Così dopo tante discussioni, vertici e incontri non è cambiato niente. Ma sono tutti contenti.

I partiti perché hanno evitato la paralisi e guadagnato tempo e molti dei loro esponenti rimarranno sulle loro poltrone ancora per almeno un anno. Draghi perché spera di salire al Quirinale al prossimo giro, magari nel 2023, quando finirà la legislatura.

Nel frattempo i vari partiti rimarranno insieme, sia pure non proprio appassionatamente, in questo governo che assomiglia sempre di più al mostro di Frankenstein.

L’unico a non essere felice è il povero Mattarella costretto a rimanere al suo posto mentre si preparava a diventare senatore a vita, un ruolo decisamente meno impegnativo di quello di presidente.

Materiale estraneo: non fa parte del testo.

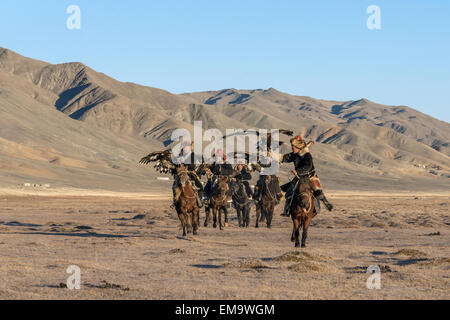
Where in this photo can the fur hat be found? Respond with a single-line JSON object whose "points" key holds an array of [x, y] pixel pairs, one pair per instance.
{"points": [[298, 142]]}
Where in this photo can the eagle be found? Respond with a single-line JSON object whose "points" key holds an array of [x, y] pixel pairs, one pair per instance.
{"points": [[266, 139], [163, 161]]}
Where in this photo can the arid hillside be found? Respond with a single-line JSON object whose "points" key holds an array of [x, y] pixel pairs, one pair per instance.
{"points": [[69, 125]]}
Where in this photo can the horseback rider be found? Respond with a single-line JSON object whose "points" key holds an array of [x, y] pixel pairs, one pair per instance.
{"points": [[270, 179], [189, 164], [304, 167], [242, 174], [219, 167]]}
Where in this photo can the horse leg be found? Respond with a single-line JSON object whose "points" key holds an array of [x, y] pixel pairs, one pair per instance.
{"points": [[297, 225], [207, 215], [183, 223], [195, 221], [220, 219], [263, 214], [269, 216], [225, 211], [247, 216], [238, 211], [258, 216], [305, 230], [214, 217]]}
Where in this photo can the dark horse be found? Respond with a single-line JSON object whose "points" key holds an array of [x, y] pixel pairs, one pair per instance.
{"points": [[266, 206], [218, 202], [241, 202], [302, 210], [187, 209]]}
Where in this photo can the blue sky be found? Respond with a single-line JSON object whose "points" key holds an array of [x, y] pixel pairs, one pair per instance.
{"points": [[318, 48]]}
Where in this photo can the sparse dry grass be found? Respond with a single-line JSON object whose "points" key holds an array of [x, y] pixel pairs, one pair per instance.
{"points": [[135, 244]]}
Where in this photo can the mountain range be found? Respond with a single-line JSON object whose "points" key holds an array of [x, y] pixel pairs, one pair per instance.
{"points": [[69, 125]]}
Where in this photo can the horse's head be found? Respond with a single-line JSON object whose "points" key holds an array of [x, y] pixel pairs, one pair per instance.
{"points": [[182, 174], [221, 186]]}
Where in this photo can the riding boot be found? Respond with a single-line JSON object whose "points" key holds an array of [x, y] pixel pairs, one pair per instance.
{"points": [[325, 201], [286, 208], [199, 201]]}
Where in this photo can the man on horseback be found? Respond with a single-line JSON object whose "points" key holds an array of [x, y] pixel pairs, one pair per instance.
{"points": [[271, 180], [304, 167], [186, 153], [243, 175]]}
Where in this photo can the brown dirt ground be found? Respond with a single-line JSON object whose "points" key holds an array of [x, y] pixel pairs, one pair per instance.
{"points": [[131, 248]]}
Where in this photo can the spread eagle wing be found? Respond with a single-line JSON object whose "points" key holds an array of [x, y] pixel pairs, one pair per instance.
{"points": [[157, 156], [162, 159], [267, 138]]}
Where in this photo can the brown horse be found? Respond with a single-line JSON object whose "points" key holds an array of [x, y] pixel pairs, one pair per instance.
{"points": [[266, 206], [218, 202], [302, 210], [187, 209]]}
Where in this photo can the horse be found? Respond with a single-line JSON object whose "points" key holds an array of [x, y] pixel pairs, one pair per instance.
{"points": [[187, 209], [218, 202], [302, 210], [266, 205], [241, 202]]}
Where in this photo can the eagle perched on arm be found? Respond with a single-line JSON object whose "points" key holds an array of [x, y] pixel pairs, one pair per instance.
{"points": [[266, 139], [163, 161]]}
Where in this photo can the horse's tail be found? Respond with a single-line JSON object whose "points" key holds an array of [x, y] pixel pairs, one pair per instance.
{"points": [[188, 217]]}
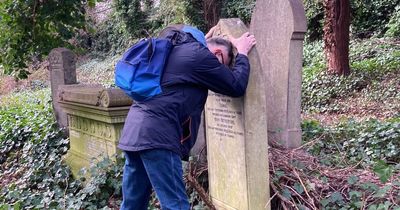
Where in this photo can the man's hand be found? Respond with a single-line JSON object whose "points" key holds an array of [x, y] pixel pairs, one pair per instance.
{"points": [[211, 32], [244, 43]]}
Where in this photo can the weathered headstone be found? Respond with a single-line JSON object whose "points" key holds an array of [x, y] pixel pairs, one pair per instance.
{"points": [[62, 72], [237, 142], [96, 117], [279, 27]]}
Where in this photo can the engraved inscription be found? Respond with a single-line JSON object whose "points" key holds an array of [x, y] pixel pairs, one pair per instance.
{"points": [[225, 117]]}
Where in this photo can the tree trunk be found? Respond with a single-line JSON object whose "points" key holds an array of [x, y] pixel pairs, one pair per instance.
{"points": [[336, 36], [212, 12]]}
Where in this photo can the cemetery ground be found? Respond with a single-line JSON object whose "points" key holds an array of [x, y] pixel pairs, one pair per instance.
{"points": [[349, 159]]}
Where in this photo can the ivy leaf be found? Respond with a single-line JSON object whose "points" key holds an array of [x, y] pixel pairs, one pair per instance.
{"points": [[383, 170], [352, 180], [299, 189]]}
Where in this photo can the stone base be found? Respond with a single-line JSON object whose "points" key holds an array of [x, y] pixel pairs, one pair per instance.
{"points": [[94, 133]]}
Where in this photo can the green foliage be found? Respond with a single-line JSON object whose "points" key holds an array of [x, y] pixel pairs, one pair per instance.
{"points": [[133, 16], [368, 17], [352, 142], [315, 19], [371, 16], [31, 149], [110, 38], [102, 188], [372, 62], [393, 26], [30, 29], [242, 9]]}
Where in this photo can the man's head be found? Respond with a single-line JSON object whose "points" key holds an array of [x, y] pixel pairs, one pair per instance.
{"points": [[222, 49]]}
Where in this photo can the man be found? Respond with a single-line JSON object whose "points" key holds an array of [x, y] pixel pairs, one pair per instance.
{"points": [[159, 132]]}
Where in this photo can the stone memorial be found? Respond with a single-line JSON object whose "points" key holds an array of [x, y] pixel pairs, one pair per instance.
{"points": [[279, 27], [96, 117], [62, 72], [237, 142]]}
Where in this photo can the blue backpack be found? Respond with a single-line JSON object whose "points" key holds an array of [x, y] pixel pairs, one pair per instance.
{"points": [[140, 70]]}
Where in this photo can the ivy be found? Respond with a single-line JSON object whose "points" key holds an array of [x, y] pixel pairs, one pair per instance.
{"points": [[30, 29], [366, 142]]}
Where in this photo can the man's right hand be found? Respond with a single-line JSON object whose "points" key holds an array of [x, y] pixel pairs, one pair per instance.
{"points": [[244, 43]]}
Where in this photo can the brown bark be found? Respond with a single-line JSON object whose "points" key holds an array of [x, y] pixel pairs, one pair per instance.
{"points": [[336, 36]]}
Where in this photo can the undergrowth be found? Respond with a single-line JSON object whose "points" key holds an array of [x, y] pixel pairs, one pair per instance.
{"points": [[375, 73], [352, 143]]}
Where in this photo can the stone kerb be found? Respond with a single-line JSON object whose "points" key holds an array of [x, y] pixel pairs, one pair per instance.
{"points": [[96, 117], [237, 142], [279, 27], [62, 72]]}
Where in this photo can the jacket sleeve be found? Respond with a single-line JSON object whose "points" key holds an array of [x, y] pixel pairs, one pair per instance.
{"points": [[210, 73]]}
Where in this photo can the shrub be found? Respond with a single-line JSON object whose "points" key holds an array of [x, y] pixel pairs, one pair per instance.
{"points": [[242, 9], [351, 142], [372, 62]]}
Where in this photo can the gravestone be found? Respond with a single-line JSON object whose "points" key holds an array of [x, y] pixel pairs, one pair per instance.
{"points": [[62, 72], [237, 142], [279, 27], [95, 119]]}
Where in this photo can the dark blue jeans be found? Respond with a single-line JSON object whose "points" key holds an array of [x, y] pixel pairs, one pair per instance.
{"points": [[157, 168]]}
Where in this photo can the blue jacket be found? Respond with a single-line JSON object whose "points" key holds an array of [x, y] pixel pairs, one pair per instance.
{"points": [[171, 120]]}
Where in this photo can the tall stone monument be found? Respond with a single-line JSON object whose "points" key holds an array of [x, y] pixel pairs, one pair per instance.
{"points": [[62, 72], [237, 142], [279, 27]]}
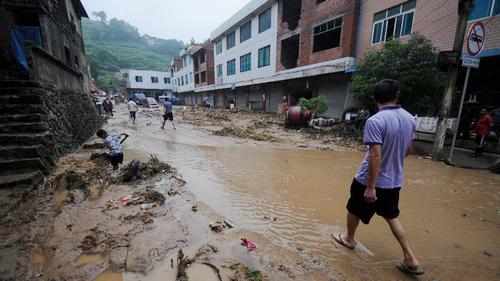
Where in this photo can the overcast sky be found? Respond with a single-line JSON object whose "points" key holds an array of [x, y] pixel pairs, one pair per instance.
{"points": [[169, 19]]}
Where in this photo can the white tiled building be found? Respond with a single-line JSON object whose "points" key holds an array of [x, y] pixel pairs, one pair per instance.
{"points": [[182, 69], [151, 83]]}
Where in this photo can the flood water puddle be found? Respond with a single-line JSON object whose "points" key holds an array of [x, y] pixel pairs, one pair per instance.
{"points": [[449, 213], [85, 259]]}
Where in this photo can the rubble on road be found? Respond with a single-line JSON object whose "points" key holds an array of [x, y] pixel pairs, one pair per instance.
{"points": [[140, 171]]}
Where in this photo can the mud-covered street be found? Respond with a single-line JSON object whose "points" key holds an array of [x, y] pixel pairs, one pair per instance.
{"points": [[283, 190]]}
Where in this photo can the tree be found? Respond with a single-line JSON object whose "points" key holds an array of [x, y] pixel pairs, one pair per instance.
{"points": [[413, 63], [101, 15], [317, 105]]}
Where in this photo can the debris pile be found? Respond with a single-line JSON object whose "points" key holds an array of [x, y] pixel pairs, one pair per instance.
{"points": [[138, 171]]}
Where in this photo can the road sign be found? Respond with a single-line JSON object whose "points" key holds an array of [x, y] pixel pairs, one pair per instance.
{"points": [[476, 38], [471, 62]]}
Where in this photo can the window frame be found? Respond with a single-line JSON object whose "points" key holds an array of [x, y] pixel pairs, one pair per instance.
{"points": [[270, 20], [233, 63], [490, 12], [259, 65], [328, 30], [249, 24], [217, 45], [383, 31], [246, 65], [228, 46]]}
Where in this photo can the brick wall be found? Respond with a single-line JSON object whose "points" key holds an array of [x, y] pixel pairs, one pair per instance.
{"points": [[313, 14], [435, 19]]}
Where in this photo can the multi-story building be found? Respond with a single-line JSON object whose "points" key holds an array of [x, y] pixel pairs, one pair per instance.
{"points": [[203, 64], [273, 49], [46, 108], [151, 83], [182, 71]]}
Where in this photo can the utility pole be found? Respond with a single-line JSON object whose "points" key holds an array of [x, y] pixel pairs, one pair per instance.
{"points": [[464, 7]]}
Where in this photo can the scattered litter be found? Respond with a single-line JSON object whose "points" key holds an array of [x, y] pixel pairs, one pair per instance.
{"points": [[271, 217], [248, 244], [217, 226], [144, 199], [486, 253], [228, 224], [147, 206]]}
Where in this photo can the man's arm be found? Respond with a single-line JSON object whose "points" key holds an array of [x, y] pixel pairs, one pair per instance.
{"points": [[409, 150], [373, 169]]}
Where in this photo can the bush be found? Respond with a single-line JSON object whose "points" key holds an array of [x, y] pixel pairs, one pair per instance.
{"points": [[317, 105], [413, 64]]}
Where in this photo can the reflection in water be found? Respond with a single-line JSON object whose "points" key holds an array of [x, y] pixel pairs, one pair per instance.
{"points": [[449, 213]]}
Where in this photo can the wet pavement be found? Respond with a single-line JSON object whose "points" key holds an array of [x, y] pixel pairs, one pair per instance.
{"points": [[295, 198]]}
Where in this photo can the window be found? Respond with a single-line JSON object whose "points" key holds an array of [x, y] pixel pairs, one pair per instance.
{"points": [[484, 8], [246, 62], [246, 31], [231, 67], [203, 77], [230, 40], [265, 56], [218, 47], [219, 70], [327, 35], [265, 20], [393, 22]]}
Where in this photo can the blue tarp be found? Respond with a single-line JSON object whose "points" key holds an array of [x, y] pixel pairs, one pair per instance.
{"points": [[17, 48], [30, 34]]}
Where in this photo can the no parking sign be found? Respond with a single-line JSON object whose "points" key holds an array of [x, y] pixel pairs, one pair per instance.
{"points": [[476, 38]]}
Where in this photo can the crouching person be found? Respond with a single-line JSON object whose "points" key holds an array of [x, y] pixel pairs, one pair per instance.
{"points": [[113, 143]]}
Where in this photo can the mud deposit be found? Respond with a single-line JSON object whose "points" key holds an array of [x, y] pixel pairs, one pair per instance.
{"points": [[88, 223]]}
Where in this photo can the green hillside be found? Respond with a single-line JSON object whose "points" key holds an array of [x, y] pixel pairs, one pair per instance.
{"points": [[114, 45]]}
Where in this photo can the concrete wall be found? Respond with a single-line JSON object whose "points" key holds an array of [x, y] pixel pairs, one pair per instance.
{"points": [[435, 19], [146, 79], [313, 14]]}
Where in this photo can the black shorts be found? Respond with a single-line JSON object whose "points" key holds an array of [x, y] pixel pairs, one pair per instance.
{"points": [[385, 206], [116, 159], [168, 116]]}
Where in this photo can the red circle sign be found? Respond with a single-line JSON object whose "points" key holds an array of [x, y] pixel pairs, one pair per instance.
{"points": [[476, 38]]}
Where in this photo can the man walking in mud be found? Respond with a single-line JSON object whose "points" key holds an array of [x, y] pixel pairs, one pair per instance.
{"points": [[168, 113], [376, 186]]}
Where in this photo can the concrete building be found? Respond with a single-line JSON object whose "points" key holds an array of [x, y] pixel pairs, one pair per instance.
{"points": [[182, 71], [269, 50], [151, 83], [436, 20], [46, 108]]}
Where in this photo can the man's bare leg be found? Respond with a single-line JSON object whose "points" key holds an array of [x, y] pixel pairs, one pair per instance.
{"points": [[352, 225], [399, 232]]}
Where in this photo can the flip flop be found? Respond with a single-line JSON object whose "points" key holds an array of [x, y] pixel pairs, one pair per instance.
{"points": [[341, 241], [410, 270]]}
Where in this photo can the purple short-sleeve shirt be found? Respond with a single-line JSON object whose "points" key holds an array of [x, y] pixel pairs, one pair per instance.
{"points": [[393, 128]]}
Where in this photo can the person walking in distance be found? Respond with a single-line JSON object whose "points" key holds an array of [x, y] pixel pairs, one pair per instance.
{"points": [[132, 109], [482, 129], [168, 114], [376, 186]]}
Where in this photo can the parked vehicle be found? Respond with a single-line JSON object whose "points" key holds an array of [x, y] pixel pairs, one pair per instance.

Anche noi cittadini non siamo troppo felici di vedere che non cambierà nulla. Almeno fino alle prossime elezioni che probabilmente vincerà il cdx che, poco dopo, potrebbe eleggere presidente uno dei suoi prestigiosi esponenti. Circola già un nome, quello del dimenticabile Tremonti. O, magari, anche peggio, chissà.

Ma non fatelo a sapere a Letta e compagnia, potreste rovinargli la festa.

3 pensieri su “Tanto rumore per nulla”

  1. Ciao. IO penso che sia meglio niente di nuovo che uno di quelli proposti da Salvini. Mi viene il dubbio che abbia fatto apposta e proporre tanti nomi improbabili. L’unica che aveva sperato davvero è stat la Casellati.